In Holland, in the early 1700s, the main mode of transport in winter was to skate the frozen canals. A clever Dutchman figured skating on dry land could be a good summer alternative, so he nailed some wooden spools to a strip of wood and attached them to his shoes. Voilà! Skeelers were invented.
In 1760, Joseph Merlin, a London instrument maker and inventor took it a step further, wearing his shoes on wheels to a masquerade party and proceeding to entertain the crowd while skating and playing the violin. Watching Mr Merlin zip around the floor entranced the guests -- until he smashed into a mirror that took up the entire length of one wall.
Taking it mainstream in 1818, a German ballet company held the Ballett Der Maler oder die Wintervergnügungen that was originally planned as an ice-skating extravaganza. When they realised ice on stage was a tad impractical, it opted to perform the ballet with rollerskates. Yay for creativity!
In 1819, Monsieur Petibledin became the first person to get a patent issued for rollerskates. He invented a boot with a wooden sole and fitted four copper rollers to it, arranged in a straight line. By 1823, another patent was submitted, this time by Robert John Tyers from London, who called his contraption the Rolito. This skate had five wheels in a single row, which were attached to the bottom of a boot, but unfortunately it couldn’t follow curved paths. Kind of a problem if there’s a pond straight ahead.
Back to Germany, and in 1840, lucky patrons at the Corse Halle Tavern in Berlin, were served drinks by barmaids rolling through expansive beer halls. Perhaps the halls gave the Londoners the idea of opening up the first public rink in 1857 at Floral Hall. Not to be outdone by the British, the Americans opened The Coliseum in Chicago in1902. Opening night had over 7,000 people attending. Later, in 1908, Madison Square Gardens in New York City, became a skating rink, and soon, from that moment on, hundreds of rinks opened across the States and Europe. The sport grew in popularity and new versions were invented -- ballroom roller dancing, polo skating, speed skating, and good old recreational skating.

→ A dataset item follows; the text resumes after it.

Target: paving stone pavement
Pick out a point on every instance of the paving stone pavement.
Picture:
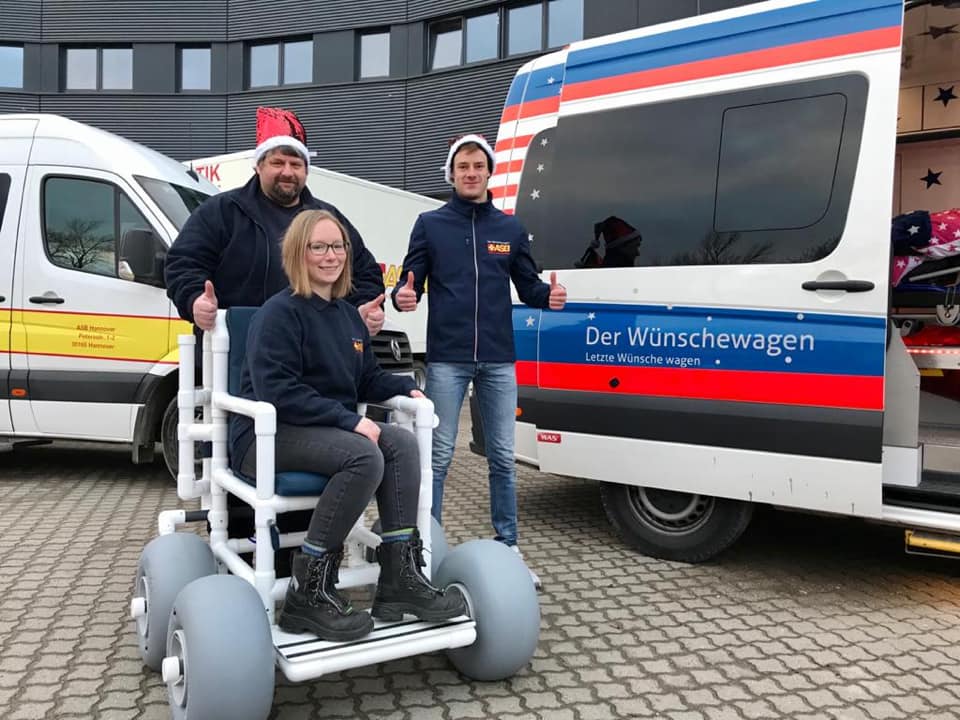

In 1863, American James Plimpton designed a pair of skates that were more practical and a little less dangerous (in theory). He placed one pair of wheels under the heel and the other pair under the ball of the foot. The wooden wheels were attached to rubber springs that made the ride a little more comfy and meant the skater could change direction without twisting his or her ankle or breaking a leg. This invention was the closest to what we know as the current version of four-wheeled rollerskates.

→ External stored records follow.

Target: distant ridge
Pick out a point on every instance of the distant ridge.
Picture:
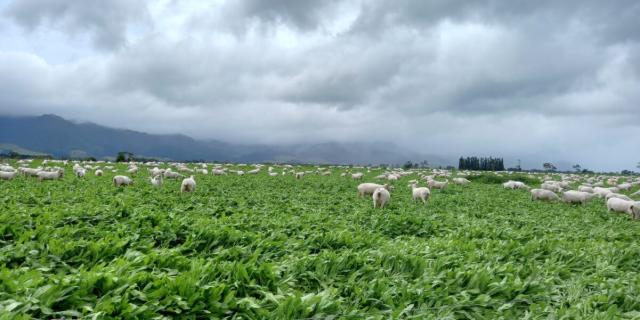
(51, 134)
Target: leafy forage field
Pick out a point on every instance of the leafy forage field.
(260, 247)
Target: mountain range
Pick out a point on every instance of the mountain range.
(62, 138)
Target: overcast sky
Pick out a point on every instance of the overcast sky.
(536, 80)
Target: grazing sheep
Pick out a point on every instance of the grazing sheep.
(188, 185)
(421, 193)
(156, 171)
(168, 174)
(122, 181)
(5, 175)
(625, 186)
(433, 184)
(551, 187)
(462, 181)
(543, 194)
(370, 188)
(584, 188)
(156, 181)
(573, 196)
(601, 192)
(620, 205)
(380, 197)
(80, 173)
(50, 175)
(515, 185)
(32, 172)
(7, 168)
(218, 172)
(616, 195)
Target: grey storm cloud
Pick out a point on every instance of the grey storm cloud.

As with any invention, improvements were made over time. By 1884, skates became lighter and easier to manoeuvre with the addition of pin ball-bearing wheels. By 1960, plastics improved further, and finally by the time the 1970s and 1980s rolled around (pun intended), disco roller-skating took over skating rinks. Hollywood cottoned on, and movies such as Xanadu and Rollerball appealed to the masses. Seriously, there was no shame in those decades.
In 1979, the Olson brothers, a couple of hockey players who lived in Minnesota, discovered an antique pair of skates that had wheels in a single line as opposed to the two sets of two. The brothers took the elements from these skates and merged them with modern materials, designing what we now know as “inline skates”. They formed the company Rollerblade Inc. in 1983, and sold inline skates exclusively around the world. Unfortunately, their design had many faults, so the brothers sold the company to new owners who improved the design. They incorporated fibreglass, which better protected the wheels so dust couldn’t get in, and the skates were a lot easier to put on. When they shifted the toe break to the back, the new model was complete.

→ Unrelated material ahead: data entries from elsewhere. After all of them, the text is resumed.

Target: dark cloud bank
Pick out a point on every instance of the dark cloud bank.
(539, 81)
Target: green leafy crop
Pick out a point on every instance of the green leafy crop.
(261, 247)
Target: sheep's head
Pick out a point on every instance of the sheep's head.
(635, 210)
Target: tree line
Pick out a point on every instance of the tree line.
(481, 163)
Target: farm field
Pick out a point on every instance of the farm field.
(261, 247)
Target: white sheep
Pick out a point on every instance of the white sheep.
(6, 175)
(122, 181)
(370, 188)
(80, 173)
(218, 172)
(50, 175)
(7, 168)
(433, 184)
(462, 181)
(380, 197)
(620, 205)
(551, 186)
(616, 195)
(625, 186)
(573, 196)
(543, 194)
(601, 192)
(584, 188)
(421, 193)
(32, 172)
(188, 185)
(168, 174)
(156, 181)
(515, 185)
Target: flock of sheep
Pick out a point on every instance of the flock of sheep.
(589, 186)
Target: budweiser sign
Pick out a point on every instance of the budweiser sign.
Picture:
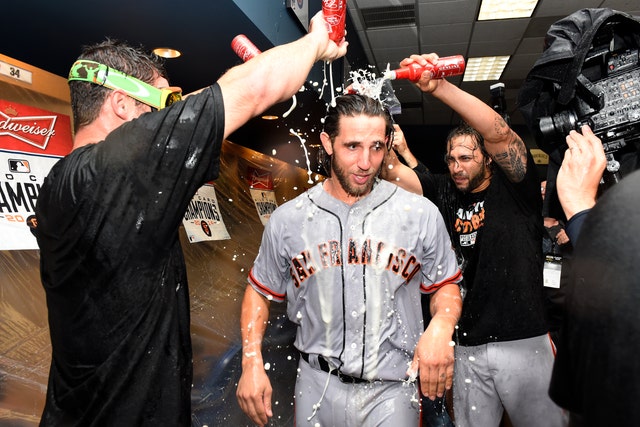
(29, 129)
(34, 130)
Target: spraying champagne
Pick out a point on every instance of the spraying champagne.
(445, 67)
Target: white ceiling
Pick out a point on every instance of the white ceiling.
(449, 27)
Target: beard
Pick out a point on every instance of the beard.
(474, 180)
(343, 178)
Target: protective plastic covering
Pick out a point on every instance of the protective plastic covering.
(217, 272)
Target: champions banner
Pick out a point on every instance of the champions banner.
(32, 140)
(261, 189)
(202, 220)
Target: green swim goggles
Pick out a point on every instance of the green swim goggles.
(94, 72)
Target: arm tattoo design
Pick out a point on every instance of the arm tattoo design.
(513, 161)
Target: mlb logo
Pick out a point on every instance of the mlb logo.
(19, 166)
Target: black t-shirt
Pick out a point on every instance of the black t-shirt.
(497, 234)
(596, 371)
(113, 270)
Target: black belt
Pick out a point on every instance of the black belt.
(324, 366)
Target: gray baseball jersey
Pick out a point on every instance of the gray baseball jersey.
(353, 275)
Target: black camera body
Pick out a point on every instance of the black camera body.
(607, 99)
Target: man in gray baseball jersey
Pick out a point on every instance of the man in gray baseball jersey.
(352, 257)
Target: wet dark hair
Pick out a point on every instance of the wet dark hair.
(87, 98)
(352, 105)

Throughout the years, Rollerblade improved designs, and invented new models that were lighter and faster than previous models. In 1993, Rollerblade found a way to use the skater’s leg to stop the skate without relying on the original breaking method. Thus, Active Brake Technology was formed by attaching a fibreglass post to the top of the boot and the other end to a rubber brake that is hinged at the back wheel. This new change improved safety.
In our house, the halls will forever echo with heated discussions about whether traditional rollerskating or rollerblading is the best. Luckily, our kids have minds of their own and will ultimately decide what they’ll try. Who knows? In a few more years they might be riding the next generation of rollerskates and enjoying an evolved, modern past time for their generation. In the meantime, it’s fun to delve into the history of an invention that has brought great joy to many, and the odd broken bone.
I have to ask: which camp are you in?